2015'te sayı 96’ya yükseldi.
Yüzü bulsalardı hiç de fena olmazdı.
Olsun bu da iyi diyelim...
***
Kadın vekillerimizden söz ediyorum.
Bulundukları yeri,
Aydınlatan, uygarlaştıran,
Seviyeyi yükselten kadınlarımız...
***
Bir davada tanıklık etmesi için
Kürsüye yaşlı bir kadını çağırırlar.
Kadın yerine oturur,
Davalının avukatı kadına yaklaşır,
“Ayşe Hanım,
Beni tanıyor musunuz?” diye sorar.
Yaşlı kadın yanıt verir:
“Ah evet Avukat Bey,
Sizi çocukluğunuzdan beri tanıyorum.
Siz taa o zamanlar bile,
Aileniz için tam bir baş belasıydınız.
Sürekli yalan söylüyorsunuz,
Karınızı komşunuzla aldatıyorsunuz,
En yakınım dediğiniz insanların,
Arkasından konuşuyorsunuz.
İki lira fazla kazanmak için,
Etrafınızdaki herkesi satarsınız...”
***
Davalının avukatı başta,
Bütün salon şok olur.
Adam ne yapacağını bilemez halde,
Yaşlı kadına tekrar sorar:
“Peki Ayşe Hanım,
Karşı tarafın avukatını tanıyor musunuz?”
Kadın yine cevaplar:
“Elbette tanıyorum.
Çocukluğunda ona dadılık yapmıştım.
Tembel, ödlek ve alkoliğin tekidir.
Etrafında bir tek dostu yoktur.
Herkes onun hala geceleri
Altına kaçırdığını söylüyor...”
***
Mahkeme salonunu bir uğultu kaplar.
Herkes şok olmuştur.
Hakim kürsüye tak tak tak vurup,
Herkesi susturur ve
Her iki tarafın avukatını kürsüye çağırır.

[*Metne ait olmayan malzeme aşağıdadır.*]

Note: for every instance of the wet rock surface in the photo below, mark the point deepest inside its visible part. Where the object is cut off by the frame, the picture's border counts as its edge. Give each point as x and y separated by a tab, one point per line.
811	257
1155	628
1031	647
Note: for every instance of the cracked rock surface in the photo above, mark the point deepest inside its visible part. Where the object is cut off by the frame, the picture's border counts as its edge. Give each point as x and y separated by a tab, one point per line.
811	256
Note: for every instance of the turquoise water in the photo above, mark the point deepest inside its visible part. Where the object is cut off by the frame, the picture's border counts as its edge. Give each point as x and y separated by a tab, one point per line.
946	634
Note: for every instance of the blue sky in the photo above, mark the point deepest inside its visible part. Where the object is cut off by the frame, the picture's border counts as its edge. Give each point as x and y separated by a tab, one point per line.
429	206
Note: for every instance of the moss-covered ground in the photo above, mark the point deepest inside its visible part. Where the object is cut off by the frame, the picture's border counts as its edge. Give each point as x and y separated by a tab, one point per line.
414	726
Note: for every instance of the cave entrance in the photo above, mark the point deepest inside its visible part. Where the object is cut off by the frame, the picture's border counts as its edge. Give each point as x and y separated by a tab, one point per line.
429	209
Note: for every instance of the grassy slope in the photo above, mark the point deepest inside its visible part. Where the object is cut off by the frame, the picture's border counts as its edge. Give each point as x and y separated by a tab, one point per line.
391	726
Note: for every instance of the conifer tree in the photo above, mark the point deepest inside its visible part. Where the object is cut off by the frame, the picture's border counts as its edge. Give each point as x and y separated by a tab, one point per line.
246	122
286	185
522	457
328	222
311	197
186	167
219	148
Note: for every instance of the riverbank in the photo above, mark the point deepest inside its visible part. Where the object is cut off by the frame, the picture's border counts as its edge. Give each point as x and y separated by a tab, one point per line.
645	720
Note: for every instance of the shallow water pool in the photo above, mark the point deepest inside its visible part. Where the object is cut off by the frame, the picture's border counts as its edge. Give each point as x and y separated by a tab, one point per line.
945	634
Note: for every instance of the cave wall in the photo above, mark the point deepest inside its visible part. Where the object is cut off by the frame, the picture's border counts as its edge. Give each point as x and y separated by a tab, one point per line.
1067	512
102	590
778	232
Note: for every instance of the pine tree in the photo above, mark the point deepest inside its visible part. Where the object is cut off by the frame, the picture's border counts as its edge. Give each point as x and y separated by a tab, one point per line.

İki avukata da yaklaşmalarını söyleyerek,
Kulaklarına şunu fısıldar:
“Eğer bu kadına,
Beni tanıyıp tanımadığını sorarsanız,
İkinizin de meslek hayatını bitirim...”
***
İşte böyle yüreklidir kadınlarımız.
Böyle açık sözlü, böyle diri hafızalı.
Gelecekten umutlu olmak için,
Meclise giren kadın sayısının,
Artmış olmasından daha güzeli var mı?